Шон откинулся на спинку стула и посмотрел на меня не то с удивлением, не то с легким любопытством. Он всегда держался спокойно и отстраненно, как будто контролировал ситуацию чуть лучше, чем остальные, причем, казалось, без малейших усилий. Я всегда подозревал: причина в том, что мать Шона умерла, когда ему было четыре года, — факт, неизменно внушавший мне ужас, смущение и благоговейный трепет, — а может, дело было в его росте — такой верзила, как Шон, на любой пьянке оставался трезвее прочих.
Шон ничего не сказал, и я спросил:
— Чего молчишь? Ты теперь тоже считаешь меня сторонником политики Тэтчер или каким-нибудь подонком типа Фейгина?[3]
— Честно?
— Да. Честно.
Шон стряхнул в ладонь остатки арахисовых крошек и произнес:
— По-моему, это какой-то детский сад.
Я не понял, обижаться или нет: то ли Шон осуждает мою работу, то ли, наоборот, хочет меня успокоить — мол, фигня все это.
— В каком смысле?
— Фальшивые аккаунты в твиттере, — пояснил он. — Выдуманные враги. Устроил какую-то хрень у босса за спиной и надеешься, что тебе это сойдет с рук. В общем, детский сад.

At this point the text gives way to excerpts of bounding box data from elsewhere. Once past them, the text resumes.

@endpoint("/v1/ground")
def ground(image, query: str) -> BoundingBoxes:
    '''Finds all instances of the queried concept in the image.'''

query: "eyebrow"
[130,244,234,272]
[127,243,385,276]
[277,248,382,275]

На этот раз я и правда обиделся — пусть и несильно.
— Да пошел ты. Мало того, что Дек мне мозг вынес, так теперь еще и ты. Даже не начинай.
— Я и не собирался. Просто… — Он пожал плечами и допил пиво. — У меня через полгода свадьба, чувак. И в следующем году мы с Одри планируем завести ребенка. Меня твои выходки уже не цепляют, ты всю жизнь такой. — Тут я сдвинул брови, и Шон пояснил: — Сколько я тебя знаю, ты вечно выкидываешь что-нибудь в этом роде. Иногда попадаешься. Но всегда ухитряешься выкрутиться. Ничего нового, в общем.